Camille's Vegan Jambalaya

 

Makes 5 servings

  • 12 oz button mushrooms, roughly quartered
  • approximately 3 Tablespoons corn oil
  • 6 oz onions, chopped
  • 2 medium bell peppers (about 10 oz total), chopped
  • ½ lb celery, chopped
  • 2 cloves garlic, finely chopped
  • 1 Tablespoon Cajun spice
  • 1 Tablespoon smoked paprika
  • 1 teaspoon red pepper flakes
  • 1½ cups (about 8 oz) smokehouse almonds
  • 2 teaspoons Tamari sauce
  • 2 cups converted rice
  • 5 cups low sodium vegetable broth
  • 15 oz can caliente-style kidney beans
  • 1 lb tomatoes, chopped (canned ok)

Special equipment

none

Method

As with our other Jambalayas, this dish is assembled quickly, so it’s important to have your ingredients prepared. Makes sure all your vegetables are properly chopped and ready to go. Mushrooms in one bowl; onions, bell pepper, celery, and garlic in another, and the dry spices can be reserved in a third.

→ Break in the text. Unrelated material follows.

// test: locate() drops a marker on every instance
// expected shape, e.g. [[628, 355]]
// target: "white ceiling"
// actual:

Over medium high heat, brown the mushrooms in 2 Tablespoons of the corn oil for about 8 minutes, stirring often to prevent burning. Cook them until all their juices have boiled away, and they begin to brown.

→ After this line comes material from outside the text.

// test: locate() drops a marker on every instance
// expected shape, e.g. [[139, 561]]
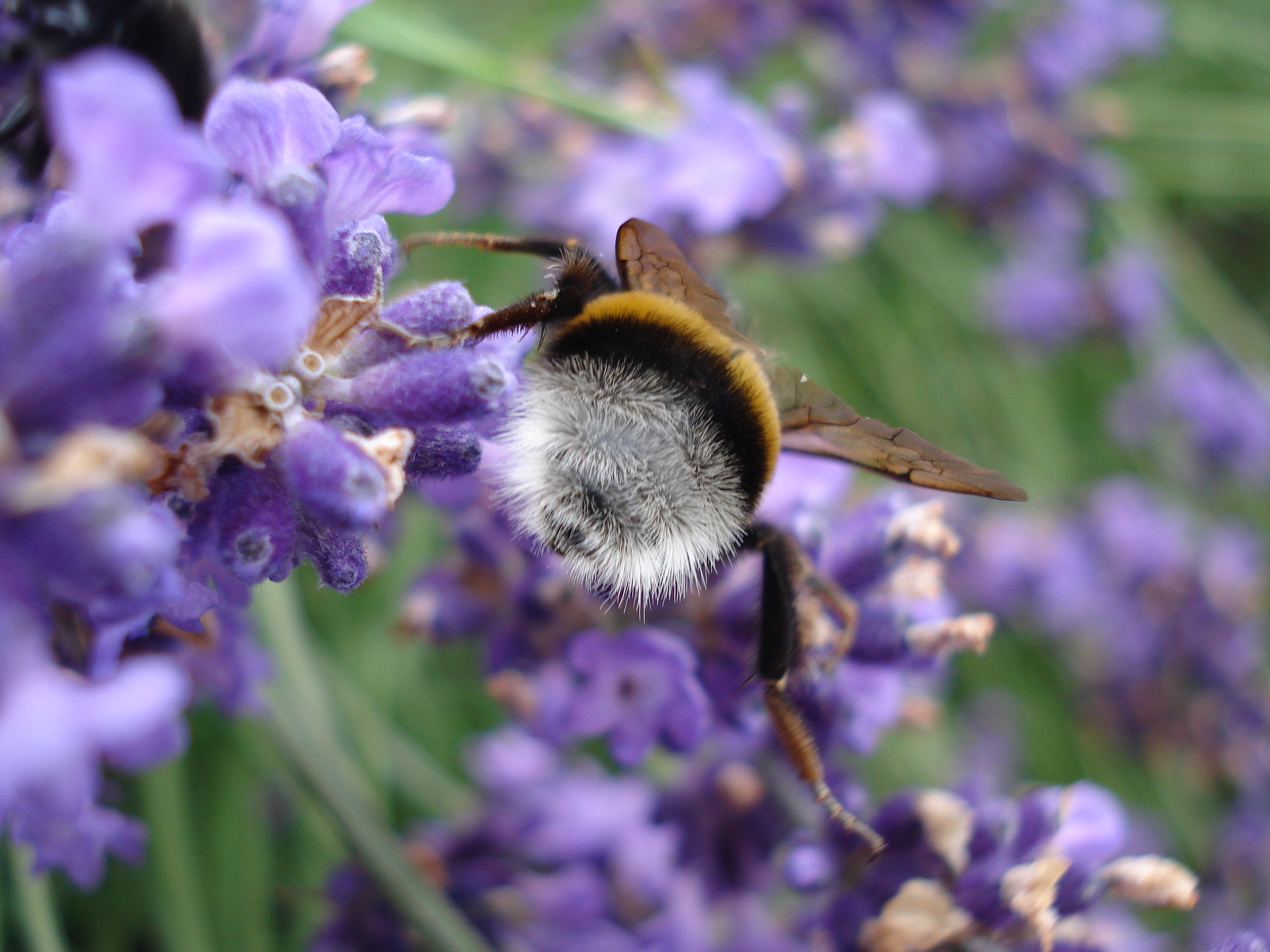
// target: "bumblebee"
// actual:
[[649, 427], [163, 32]]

Add onions, celery, bell pepper, garlic, and another Tablespoon of corn oil. Keep stirring until the onions have begun to sweat, then add the rice and toss to coat each grain with some grease to prevent the grains from sticking. Stir in spices, almonds, and Tamari.

Add broth, tomatoes and beans, and bring to a boil. If you cover the pot, it will quicken the process, but you’ll want to open it up, check on it, and stir occasionally. Once it has come to a boil, reduce the heat to the minimum to keep it simmering, then cook for 15 minutes. Pull it off the heat, and let the residual heat keep steaming the rice for 5-8 minutes.

Stir and test the rice. If it needs a few more minutes, let it sit; else serve immediately.

Notes

Blue Diamond brand smokehouse almonds are wonderfully gluten-free and vegan. Our brand of Tamari is likewise gluten-free (standard soy sauce is not). We worried that the almonds would soften in the heating of the dish, but one of the features our testers particularly liked was the crunchiness they added even when the dish was prepared ahead of time and reheated onsite.

The observant will notice that this Jambalaya takes more broth than our others. That’s probably because the almonds are absorbing some liquid, and there are no meat juices sweating into the dish.

Suggestions

We were expecting the dish to be bland with plain rice and were prepared to substitute smoked basmati. Our testers disagreed: converted rice is fine for this dish, so save the smoked basmati for something really special.